AMD Zen Software Studio with Spack
- AMD Optimizing C/C++ Compiler (AOCC)
- AMD Optimizing CPU Libraries (AOCL)
- AMD uProf
- Setting Preference for AMD Zen Software Studio
Open MPI with AMD Zen Software Studio
Micro Benchmarks/Synthetic Benchmarks
Spack HPC Applications
Introduction
High-Performance Linpack (HPL) is a software package that solves a (random) dense linear system in double precision (64 bits) arithmetic on distributed-memory computers. It can thus be regarded as a portable as well as freely available implementation of the High Performance Computing Linpack benchmark.
The algorithm used by HPL can be summarized by the following keywords: Two-dimensional block-cyclic data distribution - Right-looking variant of the LU factorization with row partial pivoting featuring multiple look-ahead depths - Recursive panel factorization with pivot search and column broadcast combined - Various virtual panel broadcast topologies - bandwidth reducing swap-broadcast algorithm - backward substitution with look-ahead of depth 1.
Official Website: https://www.netlib.org/benchmark/hpl/
For best benchmark scores on AMD ZEN architectures, we recommend using Zen HPL binaries which are optimized for EPYC platforms. For further details, refer to AMD Zen HPL.
Building HPL using Spack
Please refer to this link for getting started with spack using AMD Zen Software Studio
# Build HPL using AOCC and AOCL math libraries - Spack will autodetect the AMD CPU generation and use appropriate flags
$ spack install hpl %aocc +openmp ^amdblis threads=openmp ^openmpi fabrics=cma,ucx
Explanation of the command options:
Symbol | Meaning |
---|---|
%aocc | Build HPL using the AOCC compiler |
+openmp | Build HPL with OpenMP support enabled |
^amdblis threads=openmp | Use AMDBlis as the BLAS implementation and enable OpenMP support |
^openmpi fabrics=cma,ucx | Use OpenMPI as the MPI provider and use the CMA network for efficient intra-node communication, falling back to the UCX network fabric, if required. Note: It is advised to specifically set the appropriate fabric for the host system if possible.
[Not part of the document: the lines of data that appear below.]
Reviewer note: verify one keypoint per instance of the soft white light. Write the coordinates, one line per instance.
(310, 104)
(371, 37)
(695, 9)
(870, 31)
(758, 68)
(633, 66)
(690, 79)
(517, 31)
Refer to Open MPI with AMD Zen Software Studio for more guidance. |
Running HPL
Recommended steps to run HPL for maximum performance on AMD systems:
- Configure the system with SMT Off
- Create the "run_hpl.sh" wrapper script. This script binds the MPI process to the proper AMD processor Core Complex (CCX). In an AMD EPYC™ CPU a CCX is a group of cores which share an L3 cache and other memory hardware..
- Create or update the HPL.dat file based on the underlying machine architecture.
This script will launch HPL with 2 MPI ranks per L3 cache, and each rank having 4 OpenMP worker threads. To change this behavior update OMP_NUM_THREADS and the values x ,y in the ppr:x:l3cache:pe=y option to mpirun.
Note: Some AMD EPYC CPUs have fewer than 8 CPUs per l3cache and should use a different MPI/OpenMP layout:
- Some frequency optimized CPUs, such as EPYC™ 72F3 ("F" parts), have fewer than 8 cores per L3 cache. For such CPUs, it is recommended to use a single rank per L3 cache and set OMP_NUM_THREADS to the number of cores per L3 cache.
- For AMD 1st Gen EPYC™ Processors, which have 4 cores per L3 cache rather than 8, it is recommended to use OMP_NUM_THREADS=4 and a single rank per L3 cache.
run_hpl.sh
#! /bin/bash
# Load HPL into environment
# NOTE: If you have built multiple versions of HPL with Spack you may need to be
# more specific about which version to load. Spack will complain if your request
# is ambiguous and could refer to multiple packages.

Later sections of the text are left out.